Mount Olive Swingers

If you are looking for Swingers in Mount Olive, IL, then Swingular is the place for you. We have hundreds of thousands of swingers all over Mount Olive looking to meet new people. Here is a list of 16 random Swingers within 100 miles of Mount Olive, IL. To see more or to contact these members, click here to create a free account.

Mount Olive, Illinois Swingers can be found on Swingular. It's easy to find others using our advanced search technology. We base our search by zipcode so you will see how far each member is away from you by miles. You can search locally or you can search by state or zipcode as well. We have thousands of members from Mount Olive, Illinois so you have a very good chance that you will meet someone to your liking. We also have a booty call feature so you can post a booty call for quick response. Create your free account today and begin hooking up with Mount Olive Swingers right away!

How to find other swingers - - This has been discussed before, however we never weighed in so it is new to us! LoL. Over the years, we have seen a number of pendants and charms designed to identify swingers through out the internet. They ranged from the elaborately ornate, to the swap meet 10k gold overlay variety. I have yet to meet a "swinger" who owned one. Luvbugs! (mR.) :) Oh yeah, P.S. If you really want to meet "swingers" I would suggest the internet. It sounds entirely too good to be true to me, but I have heard that there are MILLIONS of 'em on the internet. Rumor has it that they congregate together in large online groups where they share pictures, stories, and sometimes...even get together for crazy group sex. I know, it sounds crazy...but I would look in to it if I were you. *wink* ;)

Girls that are into DP - How common is this activity among the swingers? - [quote=SEXYCPLNWYO]Going out on a really big and thick limb here HARD_STONE, but i'm guessing she'd like you in her pussy and I'll get the ass. Works for me![/quote] ;)

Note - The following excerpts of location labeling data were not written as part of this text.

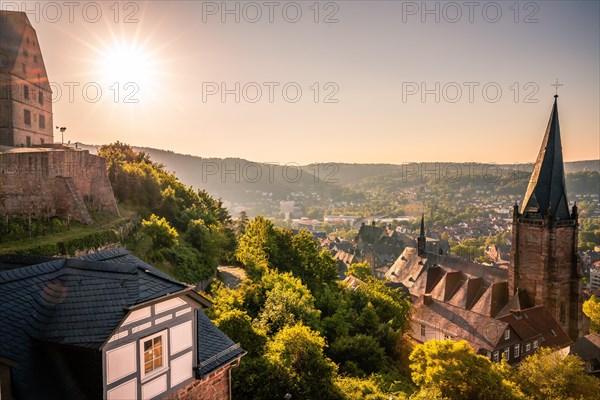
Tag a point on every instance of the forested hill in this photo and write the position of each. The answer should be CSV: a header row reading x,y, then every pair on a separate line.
x,y
258,187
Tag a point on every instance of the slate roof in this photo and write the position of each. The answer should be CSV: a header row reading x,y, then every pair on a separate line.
x,y
587,347
547,184
215,349
537,321
75,304
482,332
12,26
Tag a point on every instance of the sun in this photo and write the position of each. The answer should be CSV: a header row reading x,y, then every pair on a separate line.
x,y
127,63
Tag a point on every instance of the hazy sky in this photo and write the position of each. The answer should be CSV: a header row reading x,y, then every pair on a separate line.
x,y
380,81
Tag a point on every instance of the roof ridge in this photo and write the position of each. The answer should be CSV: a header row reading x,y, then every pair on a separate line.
x,y
29,271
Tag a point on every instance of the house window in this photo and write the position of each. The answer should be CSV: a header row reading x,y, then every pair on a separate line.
x,y
154,354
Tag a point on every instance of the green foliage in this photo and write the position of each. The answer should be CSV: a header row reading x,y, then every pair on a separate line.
x,y
136,180
160,231
452,370
285,307
188,263
358,355
263,247
238,326
547,374
363,389
70,247
298,351
360,270
591,308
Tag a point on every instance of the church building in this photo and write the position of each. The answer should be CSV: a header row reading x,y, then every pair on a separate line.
x,y
536,302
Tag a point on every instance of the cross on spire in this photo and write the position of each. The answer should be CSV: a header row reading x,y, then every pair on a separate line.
x,y
556,86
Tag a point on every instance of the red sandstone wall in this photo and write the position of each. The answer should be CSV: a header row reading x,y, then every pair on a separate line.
x,y
33,182
212,387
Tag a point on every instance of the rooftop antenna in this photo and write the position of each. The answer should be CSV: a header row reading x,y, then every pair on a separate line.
x,y
556,86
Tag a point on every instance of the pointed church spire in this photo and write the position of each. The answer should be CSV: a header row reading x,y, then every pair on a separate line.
x,y
421,239
547,184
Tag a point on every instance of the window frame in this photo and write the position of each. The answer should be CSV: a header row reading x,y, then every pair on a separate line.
x,y
144,376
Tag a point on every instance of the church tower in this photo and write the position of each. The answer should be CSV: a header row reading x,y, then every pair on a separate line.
x,y
544,263
421,240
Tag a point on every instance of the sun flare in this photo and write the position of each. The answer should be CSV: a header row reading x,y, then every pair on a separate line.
x,y
127,63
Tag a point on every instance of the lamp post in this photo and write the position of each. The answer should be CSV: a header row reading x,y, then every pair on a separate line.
x,y
62,134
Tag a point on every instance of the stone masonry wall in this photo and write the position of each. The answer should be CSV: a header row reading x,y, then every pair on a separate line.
x,y
54,183
214,386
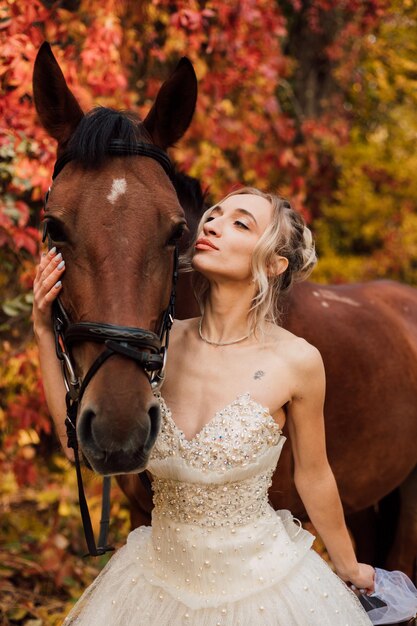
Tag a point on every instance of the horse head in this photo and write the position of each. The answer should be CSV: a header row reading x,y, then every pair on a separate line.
x,y
116,218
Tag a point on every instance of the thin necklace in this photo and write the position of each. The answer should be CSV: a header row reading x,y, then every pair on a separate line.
x,y
218,343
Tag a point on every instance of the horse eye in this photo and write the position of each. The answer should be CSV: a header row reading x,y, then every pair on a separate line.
x,y
176,234
55,231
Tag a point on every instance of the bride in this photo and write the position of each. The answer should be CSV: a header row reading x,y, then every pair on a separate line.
x,y
217,553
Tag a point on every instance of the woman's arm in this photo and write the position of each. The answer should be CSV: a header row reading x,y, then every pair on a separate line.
x,y
313,477
46,288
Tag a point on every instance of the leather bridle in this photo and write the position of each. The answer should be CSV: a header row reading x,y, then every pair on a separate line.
x,y
147,348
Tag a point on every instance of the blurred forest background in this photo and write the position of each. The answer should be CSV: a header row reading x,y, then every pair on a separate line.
x,y
314,98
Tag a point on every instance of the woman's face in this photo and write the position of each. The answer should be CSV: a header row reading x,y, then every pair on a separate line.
x,y
225,245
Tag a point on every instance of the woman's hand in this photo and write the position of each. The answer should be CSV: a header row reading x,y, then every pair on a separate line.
x,y
46,287
363,579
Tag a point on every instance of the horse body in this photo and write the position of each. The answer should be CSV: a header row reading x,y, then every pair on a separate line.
x,y
118,217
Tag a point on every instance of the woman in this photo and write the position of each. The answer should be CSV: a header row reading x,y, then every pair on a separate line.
x,y
217,553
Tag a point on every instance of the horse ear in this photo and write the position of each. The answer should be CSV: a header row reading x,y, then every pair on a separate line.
x,y
58,109
173,109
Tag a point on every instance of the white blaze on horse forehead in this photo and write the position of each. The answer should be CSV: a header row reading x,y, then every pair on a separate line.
x,y
118,188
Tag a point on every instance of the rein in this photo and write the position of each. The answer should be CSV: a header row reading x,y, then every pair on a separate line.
x,y
147,348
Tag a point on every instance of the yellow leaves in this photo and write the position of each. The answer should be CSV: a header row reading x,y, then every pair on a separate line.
x,y
27,437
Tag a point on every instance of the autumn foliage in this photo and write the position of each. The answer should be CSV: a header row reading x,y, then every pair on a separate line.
x,y
315,99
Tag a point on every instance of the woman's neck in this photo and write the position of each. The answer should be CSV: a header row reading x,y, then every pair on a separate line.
x,y
226,312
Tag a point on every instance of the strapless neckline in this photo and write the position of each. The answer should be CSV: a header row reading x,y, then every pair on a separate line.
x,y
245,397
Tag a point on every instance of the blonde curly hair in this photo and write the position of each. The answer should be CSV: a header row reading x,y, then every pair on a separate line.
x,y
287,235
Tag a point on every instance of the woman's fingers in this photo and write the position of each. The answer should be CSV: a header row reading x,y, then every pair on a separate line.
x,y
47,284
50,275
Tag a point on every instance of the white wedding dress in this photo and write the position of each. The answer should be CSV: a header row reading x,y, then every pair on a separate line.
x,y
217,554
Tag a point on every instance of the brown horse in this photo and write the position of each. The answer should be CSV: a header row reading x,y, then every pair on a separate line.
x,y
118,257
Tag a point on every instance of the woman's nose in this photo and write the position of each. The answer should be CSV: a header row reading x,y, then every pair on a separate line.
x,y
211,228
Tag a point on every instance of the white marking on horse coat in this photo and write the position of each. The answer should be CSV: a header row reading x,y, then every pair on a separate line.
x,y
330,295
118,188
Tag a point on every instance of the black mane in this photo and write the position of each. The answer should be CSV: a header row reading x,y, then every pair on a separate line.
x,y
89,147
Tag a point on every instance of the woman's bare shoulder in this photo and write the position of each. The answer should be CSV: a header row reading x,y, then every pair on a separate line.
x,y
297,351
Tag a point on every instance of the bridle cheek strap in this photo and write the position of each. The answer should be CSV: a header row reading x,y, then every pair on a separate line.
x,y
145,347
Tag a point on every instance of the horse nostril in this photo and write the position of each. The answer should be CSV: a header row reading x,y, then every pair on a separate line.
x,y
154,413
85,432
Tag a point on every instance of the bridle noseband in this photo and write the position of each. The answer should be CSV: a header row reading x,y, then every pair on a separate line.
x,y
147,348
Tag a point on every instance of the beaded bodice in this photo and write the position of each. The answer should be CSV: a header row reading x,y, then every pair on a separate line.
x,y
221,476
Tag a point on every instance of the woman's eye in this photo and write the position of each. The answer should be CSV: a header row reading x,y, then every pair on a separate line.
x,y
54,230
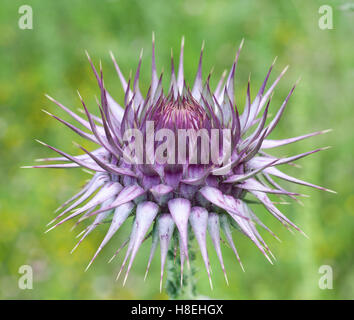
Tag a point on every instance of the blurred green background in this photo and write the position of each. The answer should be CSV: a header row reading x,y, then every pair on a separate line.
x,y
50,59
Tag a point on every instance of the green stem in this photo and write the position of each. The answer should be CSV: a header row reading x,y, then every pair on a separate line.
x,y
173,284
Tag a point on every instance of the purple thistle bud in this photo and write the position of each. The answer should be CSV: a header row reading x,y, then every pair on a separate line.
x,y
144,169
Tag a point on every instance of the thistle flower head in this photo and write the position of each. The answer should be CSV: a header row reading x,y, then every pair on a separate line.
x,y
143,168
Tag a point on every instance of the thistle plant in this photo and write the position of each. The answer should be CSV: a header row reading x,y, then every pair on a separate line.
x,y
169,200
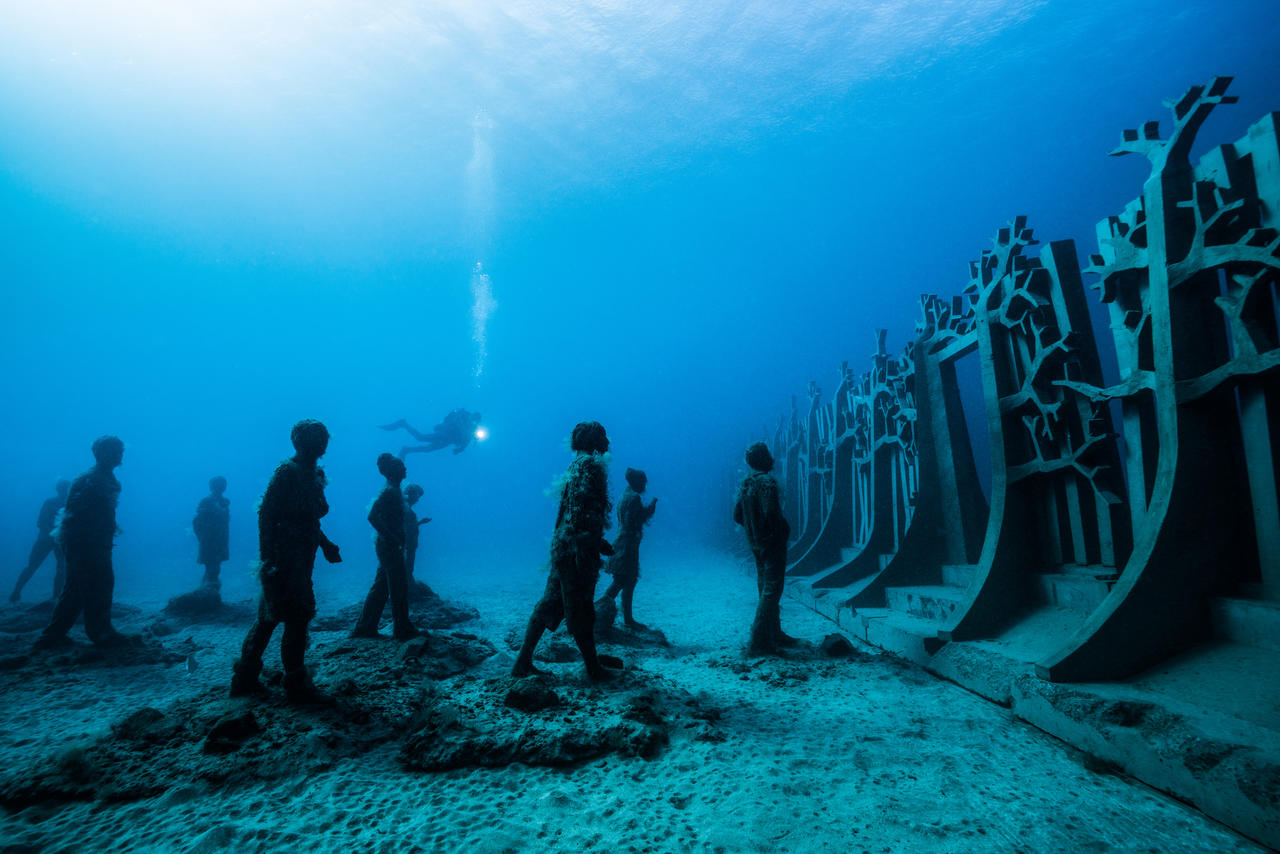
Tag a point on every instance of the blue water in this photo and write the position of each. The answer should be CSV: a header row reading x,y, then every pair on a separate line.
x,y
218,218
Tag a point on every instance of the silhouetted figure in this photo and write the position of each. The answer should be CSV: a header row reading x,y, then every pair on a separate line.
x,y
45,544
759,511
412,525
213,531
87,534
458,429
625,563
387,516
576,548
288,533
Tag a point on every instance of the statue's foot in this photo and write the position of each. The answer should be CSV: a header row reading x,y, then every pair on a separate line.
x,y
114,639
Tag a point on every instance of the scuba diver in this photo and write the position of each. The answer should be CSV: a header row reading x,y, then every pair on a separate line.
x,y
458,428
44,544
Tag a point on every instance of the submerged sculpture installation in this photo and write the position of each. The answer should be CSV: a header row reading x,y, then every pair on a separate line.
x,y
1120,514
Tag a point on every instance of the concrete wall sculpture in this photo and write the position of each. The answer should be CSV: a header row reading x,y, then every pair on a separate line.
x,y
1107,543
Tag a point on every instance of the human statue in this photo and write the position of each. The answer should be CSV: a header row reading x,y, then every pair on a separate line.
x,y
288,534
387,516
412,530
577,544
87,535
759,511
213,531
45,543
458,429
625,563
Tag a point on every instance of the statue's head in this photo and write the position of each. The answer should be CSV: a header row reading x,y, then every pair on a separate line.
x,y
310,438
636,479
391,466
108,451
758,457
589,437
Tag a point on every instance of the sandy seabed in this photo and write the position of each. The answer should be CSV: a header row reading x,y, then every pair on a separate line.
x,y
809,754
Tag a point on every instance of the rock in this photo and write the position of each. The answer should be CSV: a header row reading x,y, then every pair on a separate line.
x,y
836,647
161,629
229,731
414,649
530,695
206,606
144,725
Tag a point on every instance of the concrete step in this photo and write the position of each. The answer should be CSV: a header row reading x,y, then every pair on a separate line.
x,y
912,638
1253,622
959,575
931,602
1075,592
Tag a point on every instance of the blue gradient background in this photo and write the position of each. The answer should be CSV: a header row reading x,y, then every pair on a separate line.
x,y
219,218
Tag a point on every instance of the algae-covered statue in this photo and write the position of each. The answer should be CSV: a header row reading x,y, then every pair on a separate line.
x,y
387,516
288,531
458,428
213,531
577,544
625,563
87,535
412,534
45,543
759,511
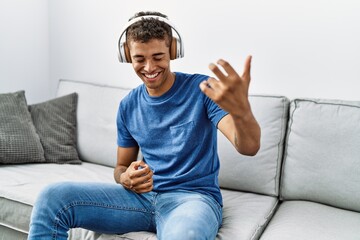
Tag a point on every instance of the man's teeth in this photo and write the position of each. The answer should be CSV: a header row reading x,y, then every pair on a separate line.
x,y
152,75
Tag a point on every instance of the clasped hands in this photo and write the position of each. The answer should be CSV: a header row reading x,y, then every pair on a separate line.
x,y
138,177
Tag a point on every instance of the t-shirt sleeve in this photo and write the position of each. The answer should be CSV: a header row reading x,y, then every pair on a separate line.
x,y
124,138
214,112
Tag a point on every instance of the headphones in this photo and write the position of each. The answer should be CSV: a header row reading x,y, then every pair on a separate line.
x,y
176,47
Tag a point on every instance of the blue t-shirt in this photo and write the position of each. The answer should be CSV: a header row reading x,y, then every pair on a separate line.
x,y
177,134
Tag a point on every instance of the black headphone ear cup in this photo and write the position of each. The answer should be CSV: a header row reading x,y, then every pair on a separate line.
x,y
173,48
127,53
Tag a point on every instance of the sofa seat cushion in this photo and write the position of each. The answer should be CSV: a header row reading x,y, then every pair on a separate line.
x,y
321,161
21,184
245,214
298,220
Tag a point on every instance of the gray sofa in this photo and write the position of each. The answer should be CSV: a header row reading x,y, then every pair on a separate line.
x,y
303,184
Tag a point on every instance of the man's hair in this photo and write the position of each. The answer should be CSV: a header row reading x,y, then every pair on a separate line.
x,y
148,29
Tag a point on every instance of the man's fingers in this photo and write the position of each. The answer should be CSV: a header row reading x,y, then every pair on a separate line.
x,y
216,70
227,67
247,67
209,87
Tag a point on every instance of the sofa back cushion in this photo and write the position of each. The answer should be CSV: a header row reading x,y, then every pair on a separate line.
x,y
322,157
261,173
96,119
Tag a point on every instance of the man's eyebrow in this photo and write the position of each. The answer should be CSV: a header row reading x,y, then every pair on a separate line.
x,y
158,54
138,56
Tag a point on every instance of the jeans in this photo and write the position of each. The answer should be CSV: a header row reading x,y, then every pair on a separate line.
x,y
112,209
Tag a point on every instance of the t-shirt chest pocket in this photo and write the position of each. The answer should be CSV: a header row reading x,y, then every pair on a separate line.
x,y
184,134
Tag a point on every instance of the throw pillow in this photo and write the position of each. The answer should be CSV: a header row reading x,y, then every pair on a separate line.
x,y
19,142
55,122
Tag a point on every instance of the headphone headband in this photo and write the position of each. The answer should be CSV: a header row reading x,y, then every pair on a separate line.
x,y
122,48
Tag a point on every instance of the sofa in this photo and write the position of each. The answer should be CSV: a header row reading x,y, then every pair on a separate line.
x,y
304,183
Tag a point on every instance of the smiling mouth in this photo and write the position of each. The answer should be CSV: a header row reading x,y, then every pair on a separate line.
x,y
151,76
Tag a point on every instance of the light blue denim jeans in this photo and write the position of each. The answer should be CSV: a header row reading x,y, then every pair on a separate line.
x,y
112,209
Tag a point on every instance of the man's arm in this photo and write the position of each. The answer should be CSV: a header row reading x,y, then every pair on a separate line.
x,y
132,174
231,92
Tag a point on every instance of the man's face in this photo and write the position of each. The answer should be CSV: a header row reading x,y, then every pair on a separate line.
x,y
151,62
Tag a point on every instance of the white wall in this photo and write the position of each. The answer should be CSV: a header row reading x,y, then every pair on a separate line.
x,y
307,48
24,48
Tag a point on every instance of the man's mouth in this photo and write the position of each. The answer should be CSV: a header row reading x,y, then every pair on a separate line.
x,y
151,76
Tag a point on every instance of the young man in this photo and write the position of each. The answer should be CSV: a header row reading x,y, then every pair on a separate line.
x,y
173,118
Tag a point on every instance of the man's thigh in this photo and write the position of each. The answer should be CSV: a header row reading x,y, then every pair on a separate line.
x,y
187,215
106,208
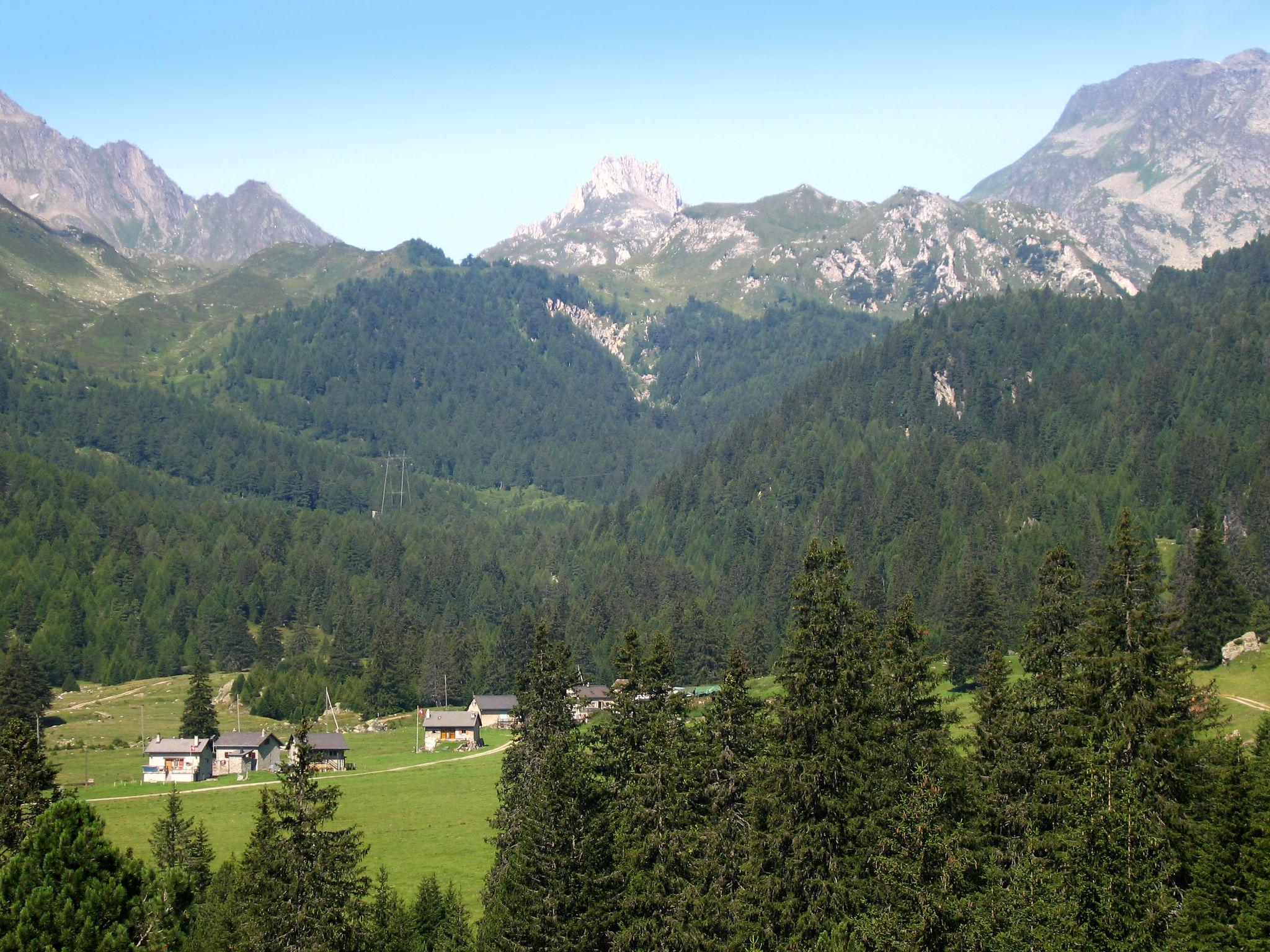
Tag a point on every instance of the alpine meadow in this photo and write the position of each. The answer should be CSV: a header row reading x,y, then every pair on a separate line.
x,y
768,571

What the Actual Fuck? - - Fine POSSIBITITYS but YOU have to be in charge of shoveling the sidewalks and keeping the hot tubs HOT...if memory serves that fucking island was like near the North Pole. If Trump is elected, word is that all swingers will be exiled to Atlantic City to work in forced servitude at one of his dumpy casinos...except for the hot foreign ones who will be placed in a special waiting area for when he needs a new trophy wife. [em]Emo_67[/em]

What sets you apart from other swingers - Lets see whos looking for what. - Maybe it is the fact that I am single?! :z

Why so much hate in the swingers world... - - Posted By: TEQUILAROSE Reply posted on: Jan 8, 2008 - 7:01 am TPAFUNLUVNCPL2, There are tons of people out there that are seeking single males. But of all the couples seeking out there, what is the odds of running into such a couple? IOW, if you look at the whole game, is there a better chance of finding a couple that is seeking a couple, seeking a single female or seeking a single male? Most of the couples we know say they are looking for couples or single females while a few might be ok with single males once in a while. Maybe it is a WI thing.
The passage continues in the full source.